A court in Iran has ordered the US government to pay over $US4 billion ($5.8 billion) to the families of Iranian nuclear scientists who have been killed in targeted attacks in recent years, state-run media reports.
The largely symbolic ruling underscores the escalating tensions between Iran and the West over Tehran’s rapidly advancing nuclear program, with negotiations to restore the tattered atomic accord at a standstill.
Although Tehran has blamed Israel in the past for slayings targeting Iranian nuclear scientists since a decade ago, Iran did not directly accuse its arch-foe Israel in its announcement.
Iran has not recognised Israel since the 1979 Islamic Revolution that ousted the pro-West monarchy and brought Islamists to power.

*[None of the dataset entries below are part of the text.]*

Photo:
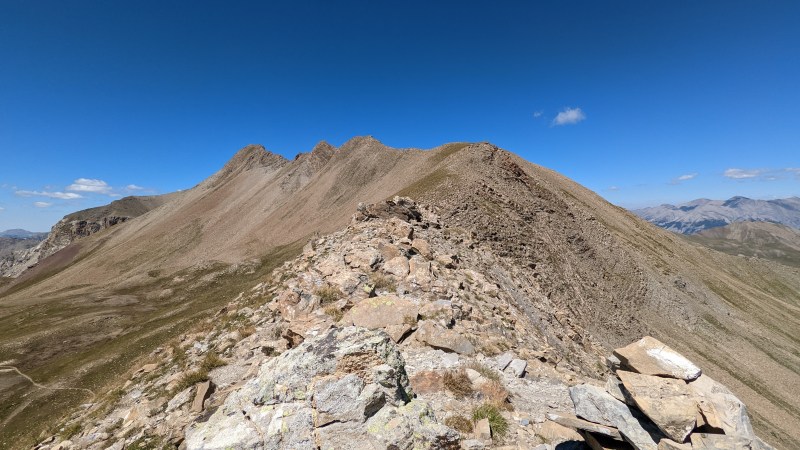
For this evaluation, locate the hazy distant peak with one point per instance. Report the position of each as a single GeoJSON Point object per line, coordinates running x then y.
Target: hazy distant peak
{"type": "Point", "coordinates": [701, 214]}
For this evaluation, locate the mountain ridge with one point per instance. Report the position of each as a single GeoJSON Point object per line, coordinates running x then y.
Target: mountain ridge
{"type": "Point", "coordinates": [701, 214]}
{"type": "Point", "coordinates": [609, 277]}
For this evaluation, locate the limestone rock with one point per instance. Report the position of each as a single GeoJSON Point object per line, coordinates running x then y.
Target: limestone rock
{"type": "Point", "coordinates": [442, 338]}
{"type": "Point", "coordinates": [666, 401]}
{"type": "Point", "coordinates": [669, 444]}
{"type": "Point", "coordinates": [721, 408]}
{"type": "Point", "coordinates": [650, 356]}
{"type": "Point", "coordinates": [382, 312]}
{"type": "Point", "coordinates": [347, 387]}
{"type": "Point", "coordinates": [518, 367]}
{"type": "Point", "coordinates": [483, 430]}
{"type": "Point", "coordinates": [596, 405]}
{"type": "Point", "coordinates": [568, 420]}
{"type": "Point", "coordinates": [397, 266]}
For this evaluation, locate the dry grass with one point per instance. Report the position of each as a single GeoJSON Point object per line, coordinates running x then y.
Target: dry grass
{"type": "Point", "coordinates": [457, 382]}
{"type": "Point", "coordinates": [497, 422]}
{"type": "Point", "coordinates": [459, 423]}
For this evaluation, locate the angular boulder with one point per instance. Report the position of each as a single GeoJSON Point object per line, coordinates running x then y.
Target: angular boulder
{"type": "Point", "coordinates": [346, 386]}
{"type": "Point", "coordinates": [382, 312]}
{"type": "Point", "coordinates": [442, 338]}
{"type": "Point", "coordinates": [720, 408]}
{"type": "Point", "coordinates": [650, 356]}
{"type": "Point", "coordinates": [596, 405]}
{"type": "Point", "coordinates": [668, 402]}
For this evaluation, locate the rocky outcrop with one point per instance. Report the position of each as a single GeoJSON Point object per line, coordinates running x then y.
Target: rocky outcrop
{"type": "Point", "coordinates": [680, 409]}
{"type": "Point", "coordinates": [338, 349]}
{"type": "Point", "coordinates": [345, 389]}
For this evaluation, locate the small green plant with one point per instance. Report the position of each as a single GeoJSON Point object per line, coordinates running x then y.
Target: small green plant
{"type": "Point", "coordinates": [457, 382]}
{"type": "Point", "coordinates": [459, 423]}
{"type": "Point", "coordinates": [335, 313]}
{"type": "Point", "coordinates": [497, 422]}
{"type": "Point", "coordinates": [328, 295]}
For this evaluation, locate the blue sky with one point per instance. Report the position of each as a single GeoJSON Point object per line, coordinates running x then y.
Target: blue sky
{"type": "Point", "coordinates": [642, 102]}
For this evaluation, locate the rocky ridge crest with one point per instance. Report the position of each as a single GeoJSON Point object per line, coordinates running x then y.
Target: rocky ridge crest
{"type": "Point", "coordinates": [391, 333]}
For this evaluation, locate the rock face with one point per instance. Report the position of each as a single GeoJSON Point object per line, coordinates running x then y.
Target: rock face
{"type": "Point", "coordinates": [664, 412]}
{"type": "Point", "coordinates": [346, 388]}
{"type": "Point", "coordinates": [652, 357]}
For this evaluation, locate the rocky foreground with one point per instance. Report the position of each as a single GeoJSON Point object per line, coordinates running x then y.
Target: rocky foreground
{"type": "Point", "coordinates": [399, 333]}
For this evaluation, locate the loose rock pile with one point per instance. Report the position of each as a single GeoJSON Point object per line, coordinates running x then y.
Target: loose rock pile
{"type": "Point", "coordinates": [399, 332]}
{"type": "Point", "coordinates": [658, 400]}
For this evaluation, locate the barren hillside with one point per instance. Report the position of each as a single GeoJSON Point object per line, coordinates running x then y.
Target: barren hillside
{"type": "Point", "coordinates": [88, 312]}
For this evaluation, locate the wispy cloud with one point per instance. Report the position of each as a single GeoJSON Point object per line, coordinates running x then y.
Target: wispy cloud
{"type": "Point", "coordinates": [58, 195]}
{"type": "Point", "coordinates": [89, 185]}
{"type": "Point", "coordinates": [682, 178]}
{"type": "Point", "coordinates": [569, 116]}
{"type": "Point", "coordinates": [743, 174]}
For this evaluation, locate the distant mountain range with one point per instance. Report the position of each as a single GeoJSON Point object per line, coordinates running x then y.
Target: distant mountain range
{"type": "Point", "coordinates": [22, 234]}
{"type": "Point", "coordinates": [702, 214]}
{"type": "Point", "coordinates": [760, 239]}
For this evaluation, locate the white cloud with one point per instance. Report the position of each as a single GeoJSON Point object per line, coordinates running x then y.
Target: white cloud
{"type": "Point", "coordinates": [742, 174]}
{"type": "Point", "coordinates": [89, 185]}
{"type": "Point", "coordinates": [59, 195]}
{"type": "Point", "coordinates": [569, 116]}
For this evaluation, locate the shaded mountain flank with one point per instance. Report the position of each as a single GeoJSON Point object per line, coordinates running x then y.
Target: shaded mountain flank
{"type": "Point", "coordinates": [580, 275]}
{"type": "Point", "coordinates": [702, 214]}
{"type": "Point", "coordinates": [76, 226]}
{"type": "Point", "coordinates": [766, 240]}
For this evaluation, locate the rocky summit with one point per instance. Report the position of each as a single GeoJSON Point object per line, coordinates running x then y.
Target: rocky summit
{"type": "Point", "coordinates": [394, 334]}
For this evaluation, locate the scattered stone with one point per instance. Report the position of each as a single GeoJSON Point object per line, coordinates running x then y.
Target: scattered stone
{"type": "Point", "coordinates": [397, 266]}
{"type": "Point", "coordinates": [518, 367]}
{"type": "Point", "coordinates": [502, 361]}
{"type": "Point", "coordinates": [444, 339]}
{"type": "Point", "coordinates": [720, 408]}
{"type": "Point", "coordinates": [669, 444]}
{"type": "Point", "coordinates": [570, 421]}
{"type": "Point", "coordinates": [666, 401]}
{"type": "Point", "coordinates": [596, 405]}
{"type": "Point", "coordinates": [203, 391]}
{"type": "Point", "coordinates": [483, 430]}
{"type": "Point", "coordinates": [382, 312]}
{"type": "Point", "coordinates": [650, 356]}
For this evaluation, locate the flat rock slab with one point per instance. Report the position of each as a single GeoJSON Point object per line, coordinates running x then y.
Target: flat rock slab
{"type": "Point", "coordinates": [721, 408]}
{"type": "Point", "coordinates": [570, 421]}
{"type": "Point", "coordinates": [442, 338]}
{"type": "Point", "coordinates": [650, 356]}
{"type": "Point", "coordinates": [668, 402]}
{"type": "Point", "coordinates": [382, 312]}
{"type": "Point", "coordinates": [596, 405]}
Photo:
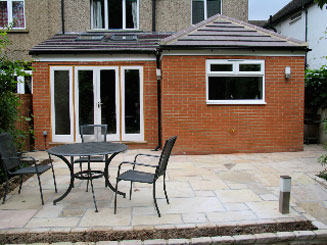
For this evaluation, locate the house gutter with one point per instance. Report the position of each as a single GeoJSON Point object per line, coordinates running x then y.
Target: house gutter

The court mentioned Israel only in saying the US supported the “Zionist regime” in its “organised crime” against the victims.
It’s unclear how the court decision, like a raft of previous Iranian cases against the US as the two sides have engaged in a spiraling escalation of threats, would gain traction; there are no American assets to confiscate in the Islamic Republic.
Still, the court branch, which is dedicated to the review of Iranian complaints against the US, summoned 37 former American officials, including former Presidents Barack Obama and Donald Trump, as well as former Secretary of State Mike Pompeo, former Iran envoy Brian Hook and former Defence Secretary Ashton Carter.